With respect to treatment-related variables, baseline dose category (≤5.4 vs. ≥6.4 mg/kg) was not associated with ILD occurrence in our cohort. This observation is consistent with pooled analyses of T-DXd monotherapy studies, in which an increased risk of ILD was suggested at doses exceeding 6.4 mg/kg, whereas no clear risk difference was observed between the 5.4 and 6.4 mg/kg dose levels [5]. Direct pharmacokinetic measurements were not performed in this study; therefore, the potential impact of interindividual differences in drug exposure cannot be fully excluded.
With respect to renal function, baseline renal impairment was not associated with ILD development in our analysis, in which renal function was estimated using the Cockcroft–Gault formula. In a pooled analysis of T-DXd monotherapy studies, renal impairment was suggested as a potential risk factor following analyses using the Cockcroft–Gault equation; however, a subsequent post hoc analysis using the CKD-EPI equation did not demonstrate a clear association between renal impairment severity and ILD/pneumonitis risk [5]. Taken together, these observations suggest that clinical risk factors identified in larger datasets may not be uniformly detected across smaller or more homogeneous cohorts.
Notably, HER2 expression assessed by IHC was not associated with ILD risk in this study, which is consistent with the mechanistic and clinical evidence indicating that pulmonary toxicity related to HER2-directed antibody–drug conjugates does not correlate with target antigen expression levels in lung tissue. Taken together, although clinical characteristics remain essential for contextualizing patient risk and informing clinical vigilance, their ability to discriminate ILD susceptibility in individual patients appears to be limited in the context of T-DXd therapy.
These considerations motivated further investigation into host-related factors beyond conventional clinical parameters, including genetic susceptibility, which may contribute to inter-individual variability in pulmonary toxicity.
Using a genome-wide approach with genotype imputation, we did not identify any SNPs that were statistically significant after correcting for multiple tests. This finding is consistent with a previous observation that drug-induced ILD is unlikely to be driven by a single high-penetrance genetic variant [16]. In GWAS, stringent correction for multiple comparisons, such as Bonferroni adjustment, substantially reduces statistical power, particularly in studies with limited sample sizes, and may lead to underestimation of true associations with modest effect sizes.

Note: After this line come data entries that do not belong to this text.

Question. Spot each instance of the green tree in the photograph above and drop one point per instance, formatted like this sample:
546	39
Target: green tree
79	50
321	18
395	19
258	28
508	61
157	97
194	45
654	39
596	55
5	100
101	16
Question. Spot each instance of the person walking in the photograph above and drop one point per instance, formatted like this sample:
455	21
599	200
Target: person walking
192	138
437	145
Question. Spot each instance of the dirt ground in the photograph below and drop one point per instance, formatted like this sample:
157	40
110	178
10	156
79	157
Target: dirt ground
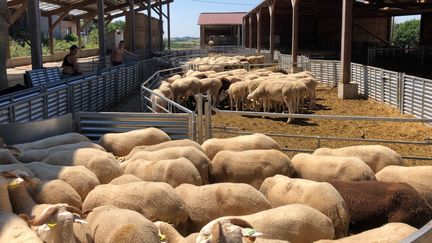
328	104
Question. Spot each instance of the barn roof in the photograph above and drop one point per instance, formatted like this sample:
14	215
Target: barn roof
227	18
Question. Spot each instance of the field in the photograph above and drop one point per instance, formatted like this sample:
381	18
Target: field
327	103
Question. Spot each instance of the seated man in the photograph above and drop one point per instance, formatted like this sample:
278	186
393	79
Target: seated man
70	63
118	54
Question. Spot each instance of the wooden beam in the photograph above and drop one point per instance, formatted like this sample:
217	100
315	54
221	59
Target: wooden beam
259	30
295	32
372	34
18	13
50	33
272	27
60	18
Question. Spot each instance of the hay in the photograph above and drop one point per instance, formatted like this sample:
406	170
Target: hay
328	104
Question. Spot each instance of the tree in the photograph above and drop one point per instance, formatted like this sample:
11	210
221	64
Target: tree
407	34
4	42
117	25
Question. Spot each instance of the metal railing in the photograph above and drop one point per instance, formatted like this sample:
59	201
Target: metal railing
92	92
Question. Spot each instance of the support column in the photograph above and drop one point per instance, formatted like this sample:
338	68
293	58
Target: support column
238	35
250	31
169	25
259	30
132	25
33	17
346	90
295	32
149	34
272	17
78	24
50	35
161	47
101	33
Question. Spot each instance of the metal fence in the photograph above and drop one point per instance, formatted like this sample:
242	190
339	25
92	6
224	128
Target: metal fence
93	92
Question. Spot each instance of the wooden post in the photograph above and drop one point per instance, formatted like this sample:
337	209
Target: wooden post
78	24
51	37
259	30
238	35
272	17
169	25
33	17
295	32
161	47
250	31
101	33
347	22
149	30
132	25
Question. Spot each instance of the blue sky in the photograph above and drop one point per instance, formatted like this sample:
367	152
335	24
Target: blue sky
185	13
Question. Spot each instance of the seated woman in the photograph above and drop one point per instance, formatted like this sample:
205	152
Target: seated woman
70	63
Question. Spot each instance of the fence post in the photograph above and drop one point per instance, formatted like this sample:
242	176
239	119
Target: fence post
207	116
402	92
199	107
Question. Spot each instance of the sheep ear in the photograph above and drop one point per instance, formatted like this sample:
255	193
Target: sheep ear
216	233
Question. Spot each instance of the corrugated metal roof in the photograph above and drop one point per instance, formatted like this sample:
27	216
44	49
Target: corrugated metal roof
221	18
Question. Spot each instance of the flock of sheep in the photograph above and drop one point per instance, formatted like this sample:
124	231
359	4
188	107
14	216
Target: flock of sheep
141	186
258	89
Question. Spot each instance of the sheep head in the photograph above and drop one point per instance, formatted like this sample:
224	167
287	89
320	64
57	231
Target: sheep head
228	230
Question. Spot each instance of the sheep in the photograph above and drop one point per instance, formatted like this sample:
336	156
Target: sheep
112	224
227	230
40	154
194	155
418	177
281	190
373	203
251	167
241	143
124	179
170	235
167	144
205	203
15	229
158	102
237	93
81	179
295	223
392	232
211	85
157	201
6	157
56	191
120	144
325	168
172	171
375	156
185	87
68	138
102	164
173	78
56	224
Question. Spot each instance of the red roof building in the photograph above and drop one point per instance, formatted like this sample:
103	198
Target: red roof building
221	29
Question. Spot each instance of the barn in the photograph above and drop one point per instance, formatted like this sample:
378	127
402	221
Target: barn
224	29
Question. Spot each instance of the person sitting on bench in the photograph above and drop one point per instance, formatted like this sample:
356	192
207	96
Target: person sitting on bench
70	63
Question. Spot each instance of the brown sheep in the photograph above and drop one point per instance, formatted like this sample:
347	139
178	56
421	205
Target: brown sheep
251	167
372	204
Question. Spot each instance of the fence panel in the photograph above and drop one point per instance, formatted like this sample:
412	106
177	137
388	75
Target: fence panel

In contrast, when we focused on SNPs previously reported to be associated with ILD in a Japanese population treated with other anticancer agents, one variant demonstrated a statistically significant association in our cohort. This candidate-based approach reduces the burden of multiple testing and may be better suited for detecting modest genetic effects in relatively small cohorts.
Notably, the SNP identified in our study showed an association in the opposite direction to that previously reported in which the variant was described as a risk allele for ILD [16]. In our cohort, the same variant was more frequent in patients who did not develop ILD.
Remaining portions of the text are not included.